Building this project made clear how much analytical credibility depends on being explicit about uncertainty. Showing that a finding holds across all reasonable assumptions is more persuasive than any single optimized result.

We also learned how fragile geospatial joins can be in practice. Boundary mismatches, coordinate system inconsistencies, and API instability across public government data sources required defensive engineering at every step. The geocoding cache, imputation flags, and fallback handlers were all responses to real failures encountered during the build.

What's next for SD Solar Equity Dashboard

LLM-powered tract recommendations.
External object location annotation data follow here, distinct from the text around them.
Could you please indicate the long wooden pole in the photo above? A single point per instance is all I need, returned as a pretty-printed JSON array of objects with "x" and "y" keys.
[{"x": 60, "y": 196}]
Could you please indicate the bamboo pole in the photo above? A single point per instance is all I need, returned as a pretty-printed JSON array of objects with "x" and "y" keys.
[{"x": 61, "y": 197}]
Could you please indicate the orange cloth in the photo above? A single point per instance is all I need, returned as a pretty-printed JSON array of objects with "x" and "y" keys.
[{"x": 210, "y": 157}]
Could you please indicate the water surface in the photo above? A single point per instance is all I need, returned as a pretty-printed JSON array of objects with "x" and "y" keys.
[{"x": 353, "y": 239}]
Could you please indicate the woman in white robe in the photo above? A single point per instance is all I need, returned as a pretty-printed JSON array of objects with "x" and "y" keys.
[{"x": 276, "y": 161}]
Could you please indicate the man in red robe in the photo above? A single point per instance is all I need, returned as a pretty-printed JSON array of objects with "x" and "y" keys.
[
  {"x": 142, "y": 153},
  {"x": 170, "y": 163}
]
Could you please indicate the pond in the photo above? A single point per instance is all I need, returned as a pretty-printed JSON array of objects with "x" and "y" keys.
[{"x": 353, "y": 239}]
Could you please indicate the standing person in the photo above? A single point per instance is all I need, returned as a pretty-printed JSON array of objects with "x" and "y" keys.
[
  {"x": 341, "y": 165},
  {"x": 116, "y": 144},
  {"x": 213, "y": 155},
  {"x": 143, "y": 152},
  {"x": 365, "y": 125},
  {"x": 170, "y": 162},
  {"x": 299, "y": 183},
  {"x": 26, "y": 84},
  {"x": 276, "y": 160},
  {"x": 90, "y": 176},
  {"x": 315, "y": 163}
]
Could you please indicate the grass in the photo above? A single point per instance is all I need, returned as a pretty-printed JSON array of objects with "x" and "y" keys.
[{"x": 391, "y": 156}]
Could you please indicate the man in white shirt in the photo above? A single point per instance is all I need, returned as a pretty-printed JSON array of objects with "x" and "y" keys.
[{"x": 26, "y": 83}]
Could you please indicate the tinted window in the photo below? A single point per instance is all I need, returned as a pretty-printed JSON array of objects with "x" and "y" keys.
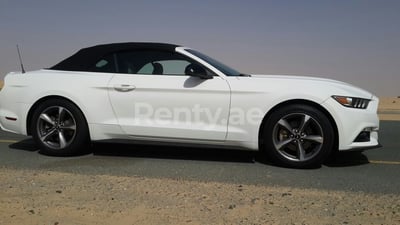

The most impactful near-term addition is a natural language recommendation engine built on top of the tract-level data. A user selects a census tract and specifies a target audience — a solar installer, a grant program administrator, a city council office, or a community organization — and a language model generates a tailored one-page brief explaining why that tract merits attention, what the dominant risk factors are, what program type fits the housing composition, and what the strongest grant framing is given the local SVI, heat, and seismic profile. The same underlying data produces fundamentally different narratives depending on who needs to act on it, and a language model is well-suited to that translation.

PSPS integration. SDG&E has conducted dozens of Public Safety Power Shutoff events since 2019. Joining CPUC PSPS de-energization polygons to census tracts would identify which Priority tracts have already lost grid power during fire weather events — the clearest possible argument for battery-backed solar grants.

Full market coverage. Adding the CEC NEM interconnection dataset would replace the five-installer partial picture with a complete view of rooftop solar penetration across all SD County tracts, sharpening the gap score and eliminating the lower-bound limitation of the current deployment measure.

Population-weighted heat interpolation. The 2010-to-2020 tract relationship file would allow proper population-weighted interpolation of Cal-Adapt heat values for the 201 imputed tracts, replacing county-mean substitution with tract-specific projections.